Adel als Exportschlager

Im Angebot: Deutsche Dynastien auf dem europäischen Binnenmarkt

Die Briten haben ihre Windsors, die Niederlande das Haus Oranien, und auch in den ehemaligen Monarchien Frankreich und Russland gibt es mit den Bourbonen und den Romanows eindeutige dynastische Referenzpunkte. In Deutschland ist die Situation weniger übersichtlich, denn jahrhundertelang bedingten hier einander föderale politische Struktur und dynastische Vielfalt.

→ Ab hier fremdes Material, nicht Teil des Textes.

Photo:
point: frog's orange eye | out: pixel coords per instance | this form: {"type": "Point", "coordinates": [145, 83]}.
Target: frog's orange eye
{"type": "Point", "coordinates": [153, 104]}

Das Heilige Römische Reich Deutscher Nation, bis 1806 das völkerrechtliche Gehäuse der Deutschen, war kein "Staat" im modernen Sinne und schon gar keine Erbmonarchie, sondern eine "Rechts- und Friedensordnung", deren Oberhaupt als Römischer (!) Kaiser nur beschränkte Machtbefugnisse besaß. Auch wenn seit dem 15. Jahrhundert nahezu alle Kaiser aus dem Hause Habsburg kamen, so blieb das Alte Reich eine Wahlmonarchie, und die Habsburger mussten sich immer wieder gegen Rivalen aus anderen Dynastien durchsetzen. Immerhin stand ihnen nach 1815 das Präsidium des Deutschen Bundes zu, der als loser Staatenbund eine Art säkularisierter light-Version des untergegangenen Reiches darstellte.

Mit der Niederlage gegen Preußen im deutsch-deutschen Krieg von 1866 jedoch schieden die Habsburger - die gleichsam die Dynastie des Alten Reiches schlechthin gewesen waren - bereits Jahrzehnte vor dem Ende der Monarchie in Deutschland aus der "kleindeutschen" Politik aus und wurden auf ihre österreichisch-ungarischen Länder beschränkt. Seit der Gründung des Deutschen Reiches 1871 trugen nun zwar die Hohenzollernkönige Preußens den Titel "Deutscher Kaiser", aber dies nur in ihrer Eigenschaft als Präsidenten des "ewigen Bundes" von deutschen Fürsten und freien Städten, der die Grundlage der Reichsverfassung bildete. Im Gegensatz zu den britischen oder französischen Souveränen war also der Deutsche Kaiser nicht Monarch des Reiches. Träger der Staatsgewalt waren vielmehr die 26 Bundesstaaten, deren Verfassungsspektrum von parlamentarisch kontrollierter konstitutioneller Monarchie bis hin zu ständischem Autoritarismus reichte.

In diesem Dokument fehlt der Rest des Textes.